Firms claiming to have offices across the state or in multiple locations all over the country are an increasingly common practice. Although it makes perfect sense to have a satellite office to expand client reach, you will want to ask questions about where your claim is going to be started. It should be started in the jurisdiction you live in, not where the office of the lawyer is located. This leads to the additional question of the lawyer’s practice experience in that particular jurisdiction. You will also want to ask how often they are actually available at the satellite location office nearest to you to get a better sense of how accessible your lawyer will be to you.
Ask about how expenses in your case are going to be handled.

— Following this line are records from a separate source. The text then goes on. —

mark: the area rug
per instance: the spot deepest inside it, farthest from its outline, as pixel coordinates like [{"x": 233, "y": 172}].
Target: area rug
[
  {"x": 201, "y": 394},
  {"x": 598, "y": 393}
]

Although many lawyers advertise that you don’t pay their fee unless they win, what may not be apparent from those types of advertisements is what other expenses you may be responsible for – whether upfront or at the end of the case, if you are not successful. You will want to ask whether you can expect to pay for any expenses and if so when are they expected to be paid in the course of your claim. Will the firm still expect you to pay the thousands of dollars they have spent to pursue your case if you lose? Different firms will have different policies related to how they deal with expenses incurred during the course of your claim, and whether they are prepared to carry those expenses will depend on the firm’s policies and how they view your particular case.
Be wary of advertising by any law firm that they are “Best of the Best,” “Number 1,” or “Award Winning.”
The practice of using “ratings” or “awards” for advertising and promotion has been a popular one among some law firms, seeking to distinguish themselves as being ahead of the rest. Most advertising rules prohibit lawyers from claiming they are superior or better than other firms, but that does not mean they can’t boast of accolades received claiming them to be so. However, it’s always a good idea to view these accolades with healthy skepticism. Some clever marketing companies have created a billion dollar industry around awarding these accolades to industry members in exchange for a fee. Others like the consumer choice awards are based on nominations and voting which can be done online by members of the public, regardless of whether they have ever been a client of the firm or not. When choosing a lawyer be sure that their claims about these awards provide a clear explanation of how the awards are attained. If this isn’t clear it’s a good question to ask during your initial consultation.
Be wary of claims that they have own millions in settlements. (Ask how many judgments they have won in jury trials or bench trials.)
Often times when there are claims made about millions of dollars in settlements achieved for clients, this type of information isn’t really valuable to your assessment of a firm’s qualifications but is more an appeal to your hopes for what your claim may be worth. Every personal injury law firm over time will accrue millions of dollars worth of settlements achieved, but that doesn’t mean each settlement was a high value settlement. Review these types of claims with a great deal of scrutiny and ask a lot of questions about how they come up with these figures or claims and what they are based on.
Most importantly look for integrity in adversity not gimmicks!
In the end choosing the right lawyer is an important decision in your case. This will be a long term relationship and hiring a lawyer you feel you can trust is fundamental. It is worth doing the research and asking the right questions to make sure you feel completely confident about your decision. Research their website carefully, search for reviews or testimonials, and ask friends or family what their experiences have been. By being prepared for your initial consult you can maximize your consultation time with the lawyer, and make sure you leave feeling confident that you understand the culture of the firm, and the knowledge and strategy that they can bring to your case.
I encourage you to buy local products and hire local, reputable attorneys!